The past year was not particularly good for Israel in terms of the demonization and boycott campaigns, but it was not as bad as expected, and there were some successful counterattacks against the demonizers. In the shadow of last summer’s Gaza war, the BDS and lawfare movements prepared another major push, based on more false claims of Israeli “war crimes”.
William Schabas, who has a lengthy record of anti-Israel campaigning, was appointed to lead this attack in the United Nations Human Rights Commission. As Richard Goldstone did a few years earlier, Schabas enlisted the anti-Israel NGO network (Amnesty International, Human Rights Watch, B’tselem, Breaking the Silence and many more), to issue reports and press their agendas in the media, the UN and before the International Criminal Court.
But in February, Schabas suddenly resigned after information surfaced showing that in applying for the UN position, he had omitted a stint as a paid consultant for the PLO. Embarrassed by the attempt to hide the obvious conflict of interest, Schabas’ resignation tainted the entire framework. When the UN report on the 2014 Gaza war was belatedly published in June, it came as an anticlimax, and the damage to Israel was relatively limited. As a result, although the ICC prosecutor opened a preliminary investigation this year, this step is not, by itself, very damaging.
In parallel, the BDS movement to demonize Israel claimed some additional successes, but these were largely for media consumption. For example, although the French president of Orange International foolishly told journalists in Egypt that his company was ending its relationship with the Israeli company for political reasons, in fact, this was entirely false. Overall, the same people that have been marching in Europe demanding boycotts of Israeli products continued to march, but they did not gain a significant number of new followers or have major breakthroughs in 5775. Indeed, for many Israeli start-ups and high tech firms, this was a banner year.
Similarly, on university campuses, particularly in the US and Canada, while BDS won some symbolic votes, watchdog groups reported that overall, the impact of hate campaigns against Israel did not grow. In a number of cases, effective pro-Israel student groups including Stand With Us scored major successes in defeating the boycott calls. Students and faculty members who, in the past, stayed quiet or were too intimidated to speak out, have joined in condemning BDS. Some who are critical of specific Israeli government policies on settlements have come to realize that the BDS threat is much wider, and that its leaders seek to eliminate Israel as the nation state of the Jewish people.

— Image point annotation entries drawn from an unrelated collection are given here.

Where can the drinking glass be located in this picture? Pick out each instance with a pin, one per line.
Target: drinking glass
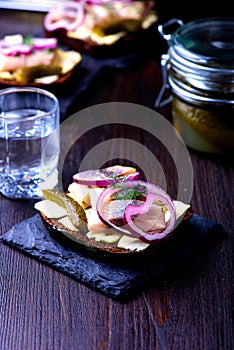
(29, 141)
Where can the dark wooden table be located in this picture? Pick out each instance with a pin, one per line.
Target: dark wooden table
(188, 307)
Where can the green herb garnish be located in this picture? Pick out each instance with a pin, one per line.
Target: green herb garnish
(28, 40)
(127, 193)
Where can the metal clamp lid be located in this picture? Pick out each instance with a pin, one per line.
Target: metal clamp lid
(163, 30)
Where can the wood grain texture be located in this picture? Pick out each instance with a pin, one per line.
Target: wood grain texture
(189, 307)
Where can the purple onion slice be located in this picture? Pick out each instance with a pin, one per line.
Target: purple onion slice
(135, 209)
(68, 15)
(107, 176)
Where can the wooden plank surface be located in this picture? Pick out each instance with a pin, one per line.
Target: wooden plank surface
(190, 307)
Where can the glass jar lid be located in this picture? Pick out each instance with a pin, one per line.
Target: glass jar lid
(199, 65)
(206, 41)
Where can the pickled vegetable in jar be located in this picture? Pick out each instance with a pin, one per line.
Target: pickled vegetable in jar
(199, 71)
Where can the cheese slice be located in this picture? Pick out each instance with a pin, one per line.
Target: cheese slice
(50, 209)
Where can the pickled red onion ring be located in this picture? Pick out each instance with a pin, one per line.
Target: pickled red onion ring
(101, 179)
(44, 43)
(154, 193)
(68, 15)
(13, 50)
(131, 211)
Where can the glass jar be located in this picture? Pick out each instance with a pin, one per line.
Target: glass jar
(198, 69)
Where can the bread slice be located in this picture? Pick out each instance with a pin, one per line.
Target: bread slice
(110, 246)
(112, 29)
(37, 67)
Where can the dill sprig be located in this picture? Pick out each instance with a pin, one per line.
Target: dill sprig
(127, 193)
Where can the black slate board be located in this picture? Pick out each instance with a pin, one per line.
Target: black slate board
(112, 279)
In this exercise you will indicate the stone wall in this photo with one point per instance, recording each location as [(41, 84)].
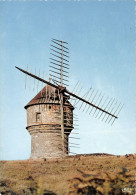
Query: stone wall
[(46, 137)]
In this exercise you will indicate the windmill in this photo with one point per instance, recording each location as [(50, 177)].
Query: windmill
[(56, 90)]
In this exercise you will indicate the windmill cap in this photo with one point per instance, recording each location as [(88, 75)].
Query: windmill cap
[(50, 93)]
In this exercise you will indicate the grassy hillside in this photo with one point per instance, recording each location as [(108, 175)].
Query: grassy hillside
[(80, 174)]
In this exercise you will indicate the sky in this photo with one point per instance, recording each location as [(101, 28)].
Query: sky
[(101, 37)]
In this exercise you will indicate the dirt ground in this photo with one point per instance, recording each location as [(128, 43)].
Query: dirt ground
[(80, 174)]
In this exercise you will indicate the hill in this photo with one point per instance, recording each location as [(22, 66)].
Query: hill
[(79, 174)]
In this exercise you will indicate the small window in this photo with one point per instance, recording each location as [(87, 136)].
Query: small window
[(38, 117)]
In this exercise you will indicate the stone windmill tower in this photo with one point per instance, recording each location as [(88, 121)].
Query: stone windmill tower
[(50, 113), (44, 124)]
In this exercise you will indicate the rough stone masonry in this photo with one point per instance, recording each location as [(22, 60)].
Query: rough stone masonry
[(44, 124)]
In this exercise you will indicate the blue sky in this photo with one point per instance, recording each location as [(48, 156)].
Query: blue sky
[(101, 37)]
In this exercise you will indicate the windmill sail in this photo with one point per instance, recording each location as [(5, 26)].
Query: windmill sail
[(103, 109)]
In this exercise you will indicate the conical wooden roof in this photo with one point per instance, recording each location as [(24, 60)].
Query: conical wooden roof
[(49, 93)]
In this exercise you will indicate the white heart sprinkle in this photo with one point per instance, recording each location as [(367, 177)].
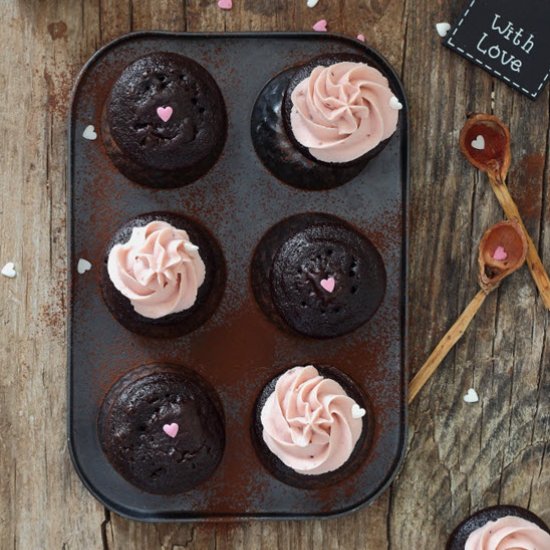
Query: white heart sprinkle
[(471, 396), (442, 29), (190, 247), (396, 104), (89, 133), (357, 411), (83, 266), (9, 270), (479, 143)]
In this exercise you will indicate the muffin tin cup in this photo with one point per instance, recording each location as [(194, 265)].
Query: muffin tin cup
[(238, 350)]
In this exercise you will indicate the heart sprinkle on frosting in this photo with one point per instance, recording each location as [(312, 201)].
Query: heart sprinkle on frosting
[(500, 254), (328, 284), (479, 143), (165, 113), (171, 430), (320, 26)]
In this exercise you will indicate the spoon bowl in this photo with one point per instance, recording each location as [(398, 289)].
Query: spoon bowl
[(502, 250), (485, 142)]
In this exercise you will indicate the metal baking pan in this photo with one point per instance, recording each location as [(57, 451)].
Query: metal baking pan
[(238, 350)]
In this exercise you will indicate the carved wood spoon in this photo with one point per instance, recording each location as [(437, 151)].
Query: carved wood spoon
[(485, 142), (502, 250)]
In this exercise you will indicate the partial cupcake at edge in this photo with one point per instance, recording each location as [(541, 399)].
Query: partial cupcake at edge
[(162, 428), (316, 126), (312, 426), (164, 123), (163, 275), (318, 276), (503, 526)]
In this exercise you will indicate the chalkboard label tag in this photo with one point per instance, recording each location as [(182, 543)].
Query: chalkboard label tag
[(508, 38)]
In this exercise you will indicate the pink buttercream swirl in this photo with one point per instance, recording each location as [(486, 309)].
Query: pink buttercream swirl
[(159, 270), (308, 422), (343, 111), (508, 533)]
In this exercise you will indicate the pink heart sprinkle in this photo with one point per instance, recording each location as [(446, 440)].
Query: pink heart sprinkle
[(328, 284), (500, 254), (171, 429), (320, 26), (165, 113)]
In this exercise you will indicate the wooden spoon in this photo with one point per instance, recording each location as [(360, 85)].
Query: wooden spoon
[(485, 142), (502, 250)]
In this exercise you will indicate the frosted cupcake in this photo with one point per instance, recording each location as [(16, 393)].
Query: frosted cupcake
[(501, 527), (164, 275), (317, 126), (311, 426)]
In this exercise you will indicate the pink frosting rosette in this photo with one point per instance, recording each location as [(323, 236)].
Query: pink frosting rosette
[(508, 533), (310, 423), (343, 111), (159, 270)]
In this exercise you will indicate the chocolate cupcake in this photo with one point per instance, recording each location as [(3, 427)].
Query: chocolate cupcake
[(311, 426), (501, 527), (162, 429), (317, 125), (164, 123), (163, 275), (317, 275)]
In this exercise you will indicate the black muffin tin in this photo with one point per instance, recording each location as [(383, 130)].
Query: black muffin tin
[(238, 350)]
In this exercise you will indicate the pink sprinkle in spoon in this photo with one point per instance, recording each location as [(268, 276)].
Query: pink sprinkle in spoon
[(500, 254), (328, 284), (171, 430), (165, 113)]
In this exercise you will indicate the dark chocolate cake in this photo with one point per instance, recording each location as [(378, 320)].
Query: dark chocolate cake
[(458, 538), (162, 429), (164, 123), (318, 275)]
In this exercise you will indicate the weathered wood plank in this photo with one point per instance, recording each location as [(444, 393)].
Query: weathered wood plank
[(461, 457)]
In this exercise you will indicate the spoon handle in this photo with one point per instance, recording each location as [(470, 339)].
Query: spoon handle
[(445, 345), (533, 259)]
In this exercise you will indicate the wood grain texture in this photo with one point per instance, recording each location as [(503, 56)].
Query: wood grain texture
[(460, 457)]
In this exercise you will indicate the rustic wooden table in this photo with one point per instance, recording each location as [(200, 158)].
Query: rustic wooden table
[(460, 457)]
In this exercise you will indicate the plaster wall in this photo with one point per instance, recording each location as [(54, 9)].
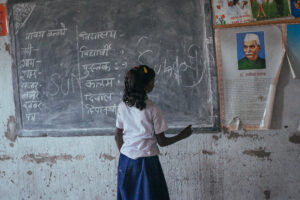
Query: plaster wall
[(221, 166)]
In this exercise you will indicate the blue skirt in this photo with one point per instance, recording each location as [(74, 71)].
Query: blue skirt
[(141, 179)]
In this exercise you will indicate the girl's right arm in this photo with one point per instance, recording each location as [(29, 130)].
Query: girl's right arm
[(163, 141), (119, 137)]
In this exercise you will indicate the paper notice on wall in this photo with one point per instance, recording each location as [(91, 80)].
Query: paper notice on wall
[(3, 20), (231, 12), (249, 61)]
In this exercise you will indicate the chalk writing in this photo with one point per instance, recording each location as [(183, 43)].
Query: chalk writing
[(101, 109), (28, 105), (98, 35), (26, 51), (30, 116), (30, 73), (30, 62), (98, 97), (97, 66), (35, 35), (57, 32), (30, 95), (105, 82), (29, 85), (84, 51)]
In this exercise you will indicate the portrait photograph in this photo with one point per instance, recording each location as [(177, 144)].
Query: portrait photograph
[(251, 50), (266, 9)]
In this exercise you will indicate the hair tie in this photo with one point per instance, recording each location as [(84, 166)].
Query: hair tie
[(145, 70)]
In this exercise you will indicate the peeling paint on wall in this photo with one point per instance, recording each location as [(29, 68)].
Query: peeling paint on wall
[(7, 48), (295, 139), (5, 157), (11, 133), (267, 194), (260, 153), (50, 160), (215, 137), (234, 135), (107, 157), (208, 152)]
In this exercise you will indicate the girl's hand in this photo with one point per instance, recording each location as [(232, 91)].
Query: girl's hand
[(187, 131)]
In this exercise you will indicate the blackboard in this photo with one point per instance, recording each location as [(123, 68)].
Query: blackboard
[(70, 58)]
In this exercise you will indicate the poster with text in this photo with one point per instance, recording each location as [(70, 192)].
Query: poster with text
[(249, 60)]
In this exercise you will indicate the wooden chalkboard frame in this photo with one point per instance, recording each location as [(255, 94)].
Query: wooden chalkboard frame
[(90, 132)]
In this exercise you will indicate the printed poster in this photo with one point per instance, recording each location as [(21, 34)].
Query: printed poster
[(268, 9), (3, 17), (232, 11), (249, 64)]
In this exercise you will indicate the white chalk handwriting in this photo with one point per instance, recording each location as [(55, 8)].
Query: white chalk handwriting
[(98, 97), (30, 73), (26, 51), (30, 95), (35, 35), (29, 105), (101, 109), (98, 35), (30, 116), (29, 85), (29, 62), (50, 33), (84, 51), (57, 32), (104, 82), (97, 66)]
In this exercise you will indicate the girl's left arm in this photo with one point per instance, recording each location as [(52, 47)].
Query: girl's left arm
[(119, 137)]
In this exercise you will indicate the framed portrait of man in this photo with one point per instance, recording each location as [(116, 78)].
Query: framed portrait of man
[(251, 50)]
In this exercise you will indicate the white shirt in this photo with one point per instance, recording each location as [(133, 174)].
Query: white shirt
[(139, 129)]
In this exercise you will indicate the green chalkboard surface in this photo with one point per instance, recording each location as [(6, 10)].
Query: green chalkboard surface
[(70, 58)]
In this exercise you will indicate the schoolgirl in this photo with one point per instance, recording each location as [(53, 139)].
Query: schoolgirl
[(140, 125)]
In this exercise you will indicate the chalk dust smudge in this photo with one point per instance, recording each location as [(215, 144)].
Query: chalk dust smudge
[(295, 139), (208, 152), (107, 157), (11, 132), (260, 153), (267, 194), (50, 160), (5, 157)]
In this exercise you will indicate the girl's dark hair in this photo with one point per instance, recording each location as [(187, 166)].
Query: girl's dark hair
[(136, 80)]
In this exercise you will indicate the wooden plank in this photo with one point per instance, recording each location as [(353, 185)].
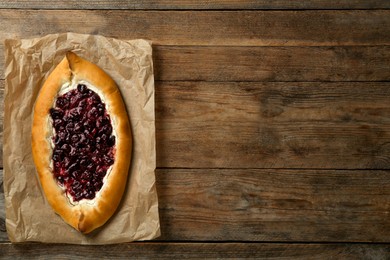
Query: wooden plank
[(348, 63), (198, 5), (272, 205), (271, 125), (272, 63), (158, 250), (239, 28)]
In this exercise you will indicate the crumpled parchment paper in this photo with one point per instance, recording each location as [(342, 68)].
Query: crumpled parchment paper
[(28, 62)]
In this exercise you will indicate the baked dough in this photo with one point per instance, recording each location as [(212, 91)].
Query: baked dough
[(84, 215)]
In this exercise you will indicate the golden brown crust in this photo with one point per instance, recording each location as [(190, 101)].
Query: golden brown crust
[(84, 217)]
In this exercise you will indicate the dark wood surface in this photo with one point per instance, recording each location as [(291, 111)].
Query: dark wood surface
[(272, 124)]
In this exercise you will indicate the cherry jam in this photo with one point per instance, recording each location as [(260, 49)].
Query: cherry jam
[(84, 145)]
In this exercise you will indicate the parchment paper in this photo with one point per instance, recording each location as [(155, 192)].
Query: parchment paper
[(28, 62)]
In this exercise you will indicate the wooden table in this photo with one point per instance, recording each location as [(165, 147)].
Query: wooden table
[(272, 123)]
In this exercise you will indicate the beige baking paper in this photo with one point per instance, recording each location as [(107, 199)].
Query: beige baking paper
[(28, 62)]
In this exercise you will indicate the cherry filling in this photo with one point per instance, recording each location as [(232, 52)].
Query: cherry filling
[(83, 142)]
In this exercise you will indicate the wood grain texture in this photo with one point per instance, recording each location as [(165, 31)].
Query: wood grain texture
[(198, 251), (211, 63), (271, 205), (227, 28), (196, 4), (274, 205), (271, 125)]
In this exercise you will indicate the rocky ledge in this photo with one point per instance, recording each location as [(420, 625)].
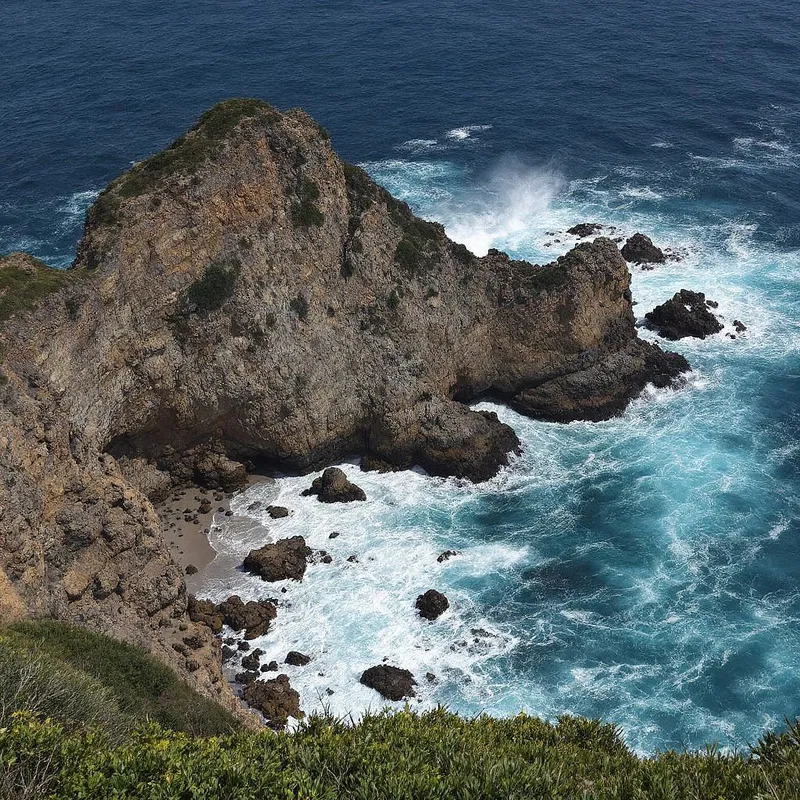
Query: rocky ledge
[(243, 296)]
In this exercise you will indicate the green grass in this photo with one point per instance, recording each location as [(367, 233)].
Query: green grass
[(431, 756), (212, 289), (24, 284), (82, 677)]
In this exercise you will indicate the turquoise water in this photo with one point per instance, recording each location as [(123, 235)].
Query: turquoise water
[(643, 569)]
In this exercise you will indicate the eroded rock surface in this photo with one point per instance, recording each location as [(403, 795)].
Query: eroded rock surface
[(686, 313), (286, 559), (247, 295), (392, 683)]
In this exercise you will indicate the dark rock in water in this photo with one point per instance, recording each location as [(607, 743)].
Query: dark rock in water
[(252, 660), (585, 229), (640, 250), (685, 314), (334, 487), (602, 390), (252, 617), (227, 652), (392, 683), (432, 604), (204, 612), (297, 659), (275, 699), (284, 560), (370, 463)]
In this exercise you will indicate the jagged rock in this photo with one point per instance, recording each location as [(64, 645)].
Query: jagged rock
[(284, 560), (585, 229), (334, 487), (432, 604), (275, 699), (205, 612), (296, 659), (252, 660), (685, 314), (166, 344), (640, 249), (392, 683)]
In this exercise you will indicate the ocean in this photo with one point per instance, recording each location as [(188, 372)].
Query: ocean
[(643, 570)]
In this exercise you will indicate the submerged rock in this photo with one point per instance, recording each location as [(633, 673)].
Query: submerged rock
[(640, 249), (286, 559), (275, 699), (432, 604), (334, 487), (585, 229), (685, 314), (392, 683)]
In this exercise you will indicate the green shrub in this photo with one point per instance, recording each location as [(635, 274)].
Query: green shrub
[(389, 756), (25, 282), (215, 286), (107, 678), (305, 212)]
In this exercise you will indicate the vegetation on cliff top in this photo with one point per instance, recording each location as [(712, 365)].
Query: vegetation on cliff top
[(436, 755), (81, 678), (184, 156), (25, 282)]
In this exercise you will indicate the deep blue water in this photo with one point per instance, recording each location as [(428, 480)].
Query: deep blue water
[(645, 569)]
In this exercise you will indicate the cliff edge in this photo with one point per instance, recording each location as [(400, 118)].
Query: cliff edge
[(247, 295)]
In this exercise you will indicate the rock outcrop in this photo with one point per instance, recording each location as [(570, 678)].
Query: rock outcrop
[(247, 296), (432, 604), (686, 313), (640, 249), (285, 560), (275, 699), (392, 683), (334, 487)]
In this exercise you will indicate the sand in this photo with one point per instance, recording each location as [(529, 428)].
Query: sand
[(186, 528)]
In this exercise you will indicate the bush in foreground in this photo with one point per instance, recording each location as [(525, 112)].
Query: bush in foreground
[(402, 755)]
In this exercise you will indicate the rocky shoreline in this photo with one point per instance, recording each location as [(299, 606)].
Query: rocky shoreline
[(247, 300)]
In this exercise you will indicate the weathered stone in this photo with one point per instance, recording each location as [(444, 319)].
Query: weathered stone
[(392, 683)]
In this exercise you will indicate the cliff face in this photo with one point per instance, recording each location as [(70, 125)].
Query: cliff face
[(247, 294)]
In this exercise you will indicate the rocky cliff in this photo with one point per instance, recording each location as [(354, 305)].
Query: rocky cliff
[(247, 295)]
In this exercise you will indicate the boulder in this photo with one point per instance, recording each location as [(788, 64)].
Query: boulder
[(296, 659), (585, 229), (284, 560), (392, 683), (640, 249), (334, 487), (252, 617), (685, 314), (432, 604), (275, 699)]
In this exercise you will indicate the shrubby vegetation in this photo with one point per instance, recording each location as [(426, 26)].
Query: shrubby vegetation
[(81, 678), (25, 284), (76, 721)]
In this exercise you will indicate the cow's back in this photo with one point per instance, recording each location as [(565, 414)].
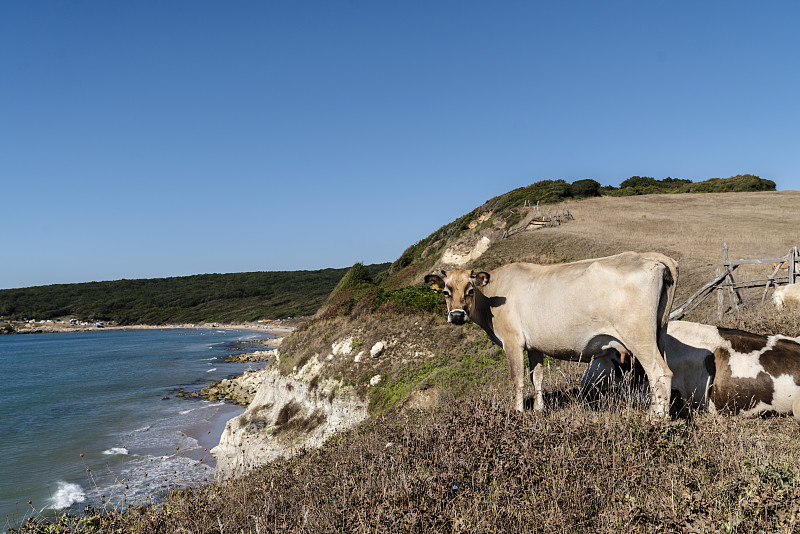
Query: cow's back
[(585, 298)]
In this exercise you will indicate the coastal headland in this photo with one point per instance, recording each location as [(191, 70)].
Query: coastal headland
[(279, 328)]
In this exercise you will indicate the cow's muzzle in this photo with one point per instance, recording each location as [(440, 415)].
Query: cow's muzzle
[(457, 317)]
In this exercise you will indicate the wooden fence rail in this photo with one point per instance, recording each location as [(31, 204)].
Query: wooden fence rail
[(725, 282)]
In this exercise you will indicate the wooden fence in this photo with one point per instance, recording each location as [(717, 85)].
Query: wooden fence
[(537, 218), (725, 283)]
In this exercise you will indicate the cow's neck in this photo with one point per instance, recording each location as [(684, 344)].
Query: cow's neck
[(482, 315)]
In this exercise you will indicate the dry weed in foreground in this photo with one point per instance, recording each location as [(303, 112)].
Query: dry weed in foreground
[(478, 466)]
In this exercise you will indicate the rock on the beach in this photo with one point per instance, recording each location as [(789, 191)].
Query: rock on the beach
[(343, 347), (377, 349)]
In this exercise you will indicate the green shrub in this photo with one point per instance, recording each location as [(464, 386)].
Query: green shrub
[(412, 299)]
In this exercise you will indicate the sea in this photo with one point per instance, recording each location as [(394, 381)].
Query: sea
[(92, 418)]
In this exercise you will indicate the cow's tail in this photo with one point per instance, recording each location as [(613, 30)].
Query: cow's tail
[(669, 282)]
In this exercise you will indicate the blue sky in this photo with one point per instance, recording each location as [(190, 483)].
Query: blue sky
[(151, 139)]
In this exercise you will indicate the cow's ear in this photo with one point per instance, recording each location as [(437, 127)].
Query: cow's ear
[(434, 282), (481, 279)]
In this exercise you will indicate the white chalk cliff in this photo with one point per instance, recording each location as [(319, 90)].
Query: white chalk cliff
[(288, 413)]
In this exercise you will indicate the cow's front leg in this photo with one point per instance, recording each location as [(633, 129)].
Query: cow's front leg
[(536, 363)]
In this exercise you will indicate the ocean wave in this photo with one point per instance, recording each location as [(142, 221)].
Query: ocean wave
[(66, 495)]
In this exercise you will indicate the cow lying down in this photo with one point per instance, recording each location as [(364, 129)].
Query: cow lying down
[(723, 370)]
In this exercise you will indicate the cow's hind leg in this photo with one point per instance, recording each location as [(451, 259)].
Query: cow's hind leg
[(515, 355), (536, 363), (659, 376)]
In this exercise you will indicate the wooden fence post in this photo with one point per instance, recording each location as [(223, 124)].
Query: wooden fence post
[(734, 295)]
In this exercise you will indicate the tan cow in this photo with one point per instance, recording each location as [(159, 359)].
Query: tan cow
[(573, 311)]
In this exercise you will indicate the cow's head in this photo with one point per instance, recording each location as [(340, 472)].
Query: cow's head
[(458, 287)]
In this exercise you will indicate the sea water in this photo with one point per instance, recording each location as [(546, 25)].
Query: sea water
[(83, 419)]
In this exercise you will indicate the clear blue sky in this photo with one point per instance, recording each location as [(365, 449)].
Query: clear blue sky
[(150, 139)]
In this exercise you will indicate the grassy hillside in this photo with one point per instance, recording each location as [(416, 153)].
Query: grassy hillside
[(468, 463), (188, 299)]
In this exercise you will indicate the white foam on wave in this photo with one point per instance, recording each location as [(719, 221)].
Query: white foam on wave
[(66, 495)]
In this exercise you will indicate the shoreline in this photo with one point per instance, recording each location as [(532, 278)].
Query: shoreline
[(277, 327)]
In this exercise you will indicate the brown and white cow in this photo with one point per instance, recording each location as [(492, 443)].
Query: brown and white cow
[(724, 370), (573, 311)]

In other areas as well, the counter-attack against BDS gained strength in the past year. In the Israeli government, and particularly in the Foreign Ministry, headed by Deputy Minister Hotovely, the resources and coordination needed to fight and defeat BDS were increased significantly. Other ministries with related agendas also gave a higher priority to efforts to defeat the political and economic warfare. Ambassadors and officials from the European governments and the EU were called in and strongly criticized for providing taxpayer funds for NGOs that are at the head of irresponsible and often anti-Semitic BDS campaigns.
Indeed, as diplomats and political leaders from the donor countries were confronted with evidence that the funds that they provide for promoting “peace” and “human rights” are used for demonization and hate, some of the frameworks were changed significantly. Under the “Partnership for Peace Program”, the European Union did not renew grants for NGOs that promote BDS and lawfare, including for violent activities, marking the most significant change in over 15 years. A number of European embassies in Israel also reduced or ended grants for anti-peace NGOs. While there are still tens of millions of Euros and Pounds and Krona going to BDS, the trend is down, for the first time.
The year ended with the Matisyahu incident in Spain that began as a defeat and was turned into an important victory over the demonizers. The American Jewish singer was targeted by “BDS bullies” and told that he must sign a statement against Israel in order to appear at a music festival. Matisyahu refused, and this response launched a wide public campaign condemning the BDS movement. The organizers apologized, and in defiance of BDS, Matisyahu sang songs about Jerusalem.
While it would be premature to say that the war to defeat BDS and lawfare has turned in Israel’s favor, there are certainly some signs of optimism on this battleground as we go towards 5776.